Número de hospitalizações cresceu oito vezes
Não foram apenas as notificações de mortes por Síndromes Respiratórias Agudas Graves (SRAG) que explodiram no Rio Grande do Sul. O número de hospitalizações em razão desse tipo de problema também cresceu vertiginosamente: os dados oficiais indicam aumento de oito vezes nas internações, que passaram de 311 no ano passado para 2.542 de janeiro a 18 de abril. Desse universo, 300 casos tiveram exame positivo para covid-19.
Da mesma forma que as ocorrências envolvendo as mortes por SRAG, ainda não há como afirmar com certeza em que grau houve um aumento real na quantidade de internados com dificuldade para respirar ou se, além das novas ocorrências por coronavírus, houve apenas uma maior formalização no registro dessas pessoas como pacientes de SRAG.
Das três centenas de internações oficialmente vinculadas à pandemia, 42% dos doentes haviam recebido alta, 50% ainda estavam em internação e 8% morreram. Quando se contabilizam apenas as 94 pessoas que precisaram ser socorridas em UTIs, 22% haviam morrido até aquele momento. Outras 17% tiveram alta, e 61% não tinham ainda sua situação alterada nos registros da Secretaria Estadual da Saúde.
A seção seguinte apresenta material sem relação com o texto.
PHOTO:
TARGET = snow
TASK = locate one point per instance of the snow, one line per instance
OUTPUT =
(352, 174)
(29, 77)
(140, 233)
Santa Catarina registra um cenário bastante semelhante ao gaúcho em relação aos casos de morte ou internação por SRAG. No Estado vizinho, a secretaria estadual contabilizou um salto de 605% no número de mortes por SRAG e de 552% nas internações pela mesma razão. O governo catarinense também alegou que poderia estar havendo uma maior "sensibilização" dos profissionais da saúde para fazer as notificações, além de uma maior procura dos doentes por atendimento hospitalar.
Observação
Os dados dizem respeito às primeiras 16 semanas epidemiológicas de cada ano. As semanas epidemiológicas são uma convenção internacional para monitorar o avanço de doenças por períodos de sete dias que começam sempre em um domingo e terminam em um sábado. Por isso, o início ou o término nem sempre coincidem com um mesmo dia do mês em diferentes anos. Em 2019, por exemplo, a 16ª semana epidemiológica terminou em 20 de abril. Neste ano, dia 18 de abril.